FIRST IN THE PHILIPPINES: Sugar Firm Gets DOST Grant For Renewable Energy Facility

A muscovado sugar manufacturing firm from Negros Oriental recently received a grant of P990,000 from the Department of Science and Technology (DOST) so it can build a facility that will convert sugarcane bagasse and trash into electricity.

The company is the Raw Brown Sugar Milling Co. of Pamplona town. The facility, called Fluidized Bed Gasification (FBG) system, is expected to provide 40 percent of the company’s total electricity requirement, thus enabling it to cut down power cost significantly.
The FBG system, introduced by the DOST-Industrial Technology Development Institute, is used to convert biomass into new source of renewable energy by manufacturing firms. Agri wastes are “burned” when a limited amount of oxygen or air is introduced into the FBG System to produce carbon dioxide and energy. This drives a second reaction that further converts waste material to hydrogen and additional carbon dioxide – this is the gasification stage.
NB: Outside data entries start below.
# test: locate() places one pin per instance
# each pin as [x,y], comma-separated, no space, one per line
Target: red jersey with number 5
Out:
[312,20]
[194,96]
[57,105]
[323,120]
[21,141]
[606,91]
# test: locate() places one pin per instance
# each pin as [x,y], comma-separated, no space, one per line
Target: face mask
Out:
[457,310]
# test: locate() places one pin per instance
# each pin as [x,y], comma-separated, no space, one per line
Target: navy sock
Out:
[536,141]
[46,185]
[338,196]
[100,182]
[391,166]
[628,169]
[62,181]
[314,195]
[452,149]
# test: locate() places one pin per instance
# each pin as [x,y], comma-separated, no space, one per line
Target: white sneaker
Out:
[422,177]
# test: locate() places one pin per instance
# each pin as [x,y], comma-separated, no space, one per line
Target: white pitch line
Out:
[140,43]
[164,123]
The sugarcane bagasse and sugarcane trash used for gasification produce synthetic gas with near-zero combustion, hence very environment friendly.
The DOST Region VII through the Negros Oriental Provincial Science and Technology Center provided the P990,000 grant. Components include among others the design, fabrication and installation, testing and debugging of the 50-kg/hr batch-type biomass carbonizer.
Raw Brown Sugar Milling Co. produces nearly 1,100 tons of pure, whole and unrefined muscovado annually. Muscovado is produced from fresh sugarcane juice without using bleaching agents. CEO of the company is Alejandro Florian Alcantara.